We arrived to Nepal from India by train, and took a 8h bus to Kathmandu from across the border.
The bus broke and was slow, resulting in 14h trip, in the dark on cliff-edge roads without barriers, arriving to Kathmandu in the middle of the night with electricity off (Kathmandu electricity goes on and off during the day with planned intervals).
After a day, we took a flight to Lukla (elevation 2700m), the closest airstrip to Everest. Lukla is not accessible by road, so you either fly or walk for two weeks from the nearest road.
We hiked the Everest trail with a local Sherpa guide, who offered his services right after our arrival. It is easy to find a way without, but it was fun to have him.
In 4-5 days climbing up and down river valleys we reached Tengboche monastery at 4200m, the last populated place before the Everest base camp. It was amazing to attend the 5am prayers of the Buddhist monks, drinking tea with them, realizing that the only way to get there is by hiking for many days.

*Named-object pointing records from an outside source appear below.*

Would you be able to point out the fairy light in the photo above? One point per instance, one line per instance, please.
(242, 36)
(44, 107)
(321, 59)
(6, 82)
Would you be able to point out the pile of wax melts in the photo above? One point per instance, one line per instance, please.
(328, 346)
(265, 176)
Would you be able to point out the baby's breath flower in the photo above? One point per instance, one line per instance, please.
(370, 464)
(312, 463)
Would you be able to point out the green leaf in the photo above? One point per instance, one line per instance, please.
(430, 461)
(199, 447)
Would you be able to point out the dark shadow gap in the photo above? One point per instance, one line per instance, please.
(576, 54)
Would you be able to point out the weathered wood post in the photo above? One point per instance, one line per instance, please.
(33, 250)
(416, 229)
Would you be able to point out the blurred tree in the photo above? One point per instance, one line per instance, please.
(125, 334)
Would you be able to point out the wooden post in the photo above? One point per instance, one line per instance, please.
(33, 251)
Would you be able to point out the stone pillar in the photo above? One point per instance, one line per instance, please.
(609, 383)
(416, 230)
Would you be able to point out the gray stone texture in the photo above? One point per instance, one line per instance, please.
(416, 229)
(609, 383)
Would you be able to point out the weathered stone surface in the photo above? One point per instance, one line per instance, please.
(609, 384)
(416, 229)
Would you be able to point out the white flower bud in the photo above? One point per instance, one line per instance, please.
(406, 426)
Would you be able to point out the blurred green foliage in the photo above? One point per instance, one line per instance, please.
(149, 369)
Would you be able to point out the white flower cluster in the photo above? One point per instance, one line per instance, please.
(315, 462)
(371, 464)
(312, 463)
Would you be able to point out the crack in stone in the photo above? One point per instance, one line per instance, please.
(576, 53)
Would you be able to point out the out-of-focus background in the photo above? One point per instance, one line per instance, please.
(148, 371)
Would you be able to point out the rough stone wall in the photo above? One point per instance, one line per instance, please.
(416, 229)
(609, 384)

On the trail, food and water prices increase exponentially with height, so water purifier is a must. We spent two nights at the monastery climbing nearby peaks, then mountain sickness of one of us forced us back to Lukla only to find that flights were delayed. The Sherpa guide turned out to be alcoholic and was showing us "Sherpa beers" and "Sherpa whiskeys" made of fermented rice in every village.
Back in Kathmandu, we enjoyed cheap food again, excellent clothes, great stupas and temples.
Planes to Lukla from Kathmandu seem to crash from time to time. The one that we took by Agni Air crashed after two weeks. The flight is indeed seems to be difficult, navigating between the World's highest mountains.